Entries you create locally are validated as part of the commit and become Verified immediately. Entries received from a peer start Unverified; Database::verify() re-validates them against the _settings they pin, and a normal read also triggers an opportunistic verification pass when a tip is still Unverified.

Verification is prefix-closed: an entry can only be Verified if its entire ancestor history is Verified. It is therefore impossible for a tip to be Verified while one of its ancestors is not, and a Failed ancestor taints its descendants (they become Failed too).

Because of this, a Database handle exposes only the Verified frontier by default: the largest ancestor-closed prefix of the DAG in which every entry is Verified. Anything reachable only through a still-Unverified entry is hidden, so a default read never reflects state this node could not authenticate. Call .allow_unverified() on the handle to opt into the looser view that also includes Unverified entries (Failed is always dropped).
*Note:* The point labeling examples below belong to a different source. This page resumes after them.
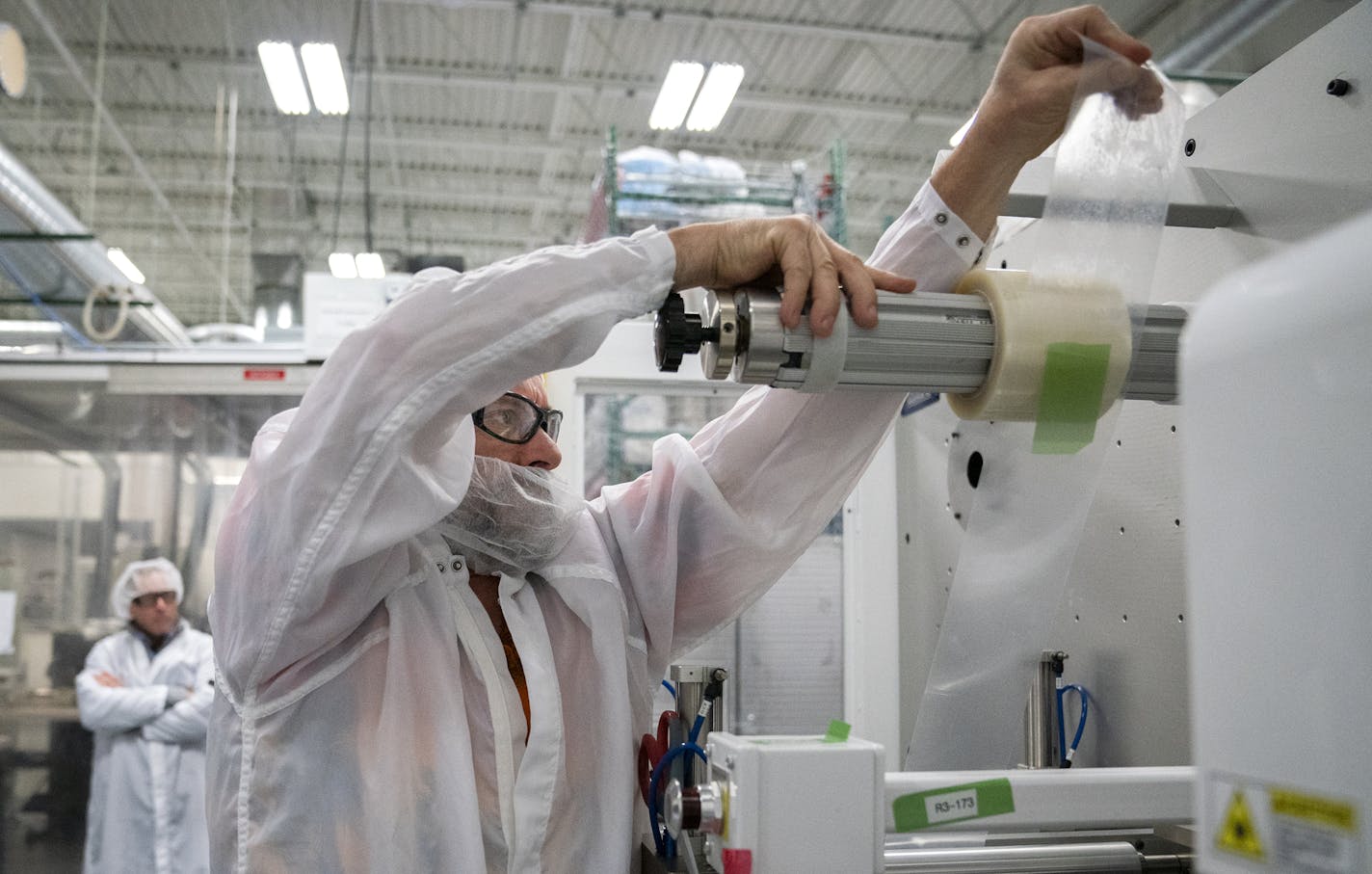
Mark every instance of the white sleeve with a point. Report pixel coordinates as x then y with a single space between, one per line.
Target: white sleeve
113 709
722 517
188 721
382 443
Current Status and Roadmap

Eidetica is under active development, and some features mentioned in this documentation are still in planning or development stages. Here’s a summary of the current status:

Implemented Features

  • Core Entry and Database structure
  • SQLite and PostgreSQL persistent storage backends (InMemory available for testing)
  • DocStore, Table, and YDoc (Y-CRDT) store implementations
  • PasswordStore for transparent password-based encryption wrapping any store
  • CRDT functionality:
    • Doc (hierarchical nested document structure with recursive merging and tombstone support)
  • Atomic operations across stores
  • Tombstone support for proper deletion handling in distributed environments
  • Signature-based authentication with crypto-agile key types and granular permissions
  • Per-entry verification status with prefix-closed verification and Verified-frontier reads
  • User identity and session management with encrypted key storage
  • Peer-to-peer synchronization via Iroh and HTTP transports
  • Local service (daemon) mode for multi-process shared access over Unix sockets

Planned Features

  • Object Storage store for efficient handling of large objects
  • Backup store for archiving database history
  • IPFS-compatible addressing for distributed storage
  • Point-in-time recovery
  • Sparse and shallow checkouts

This roadmap is subject to change as development progresses. Check the project repository for the most up-to-date information on feature availability.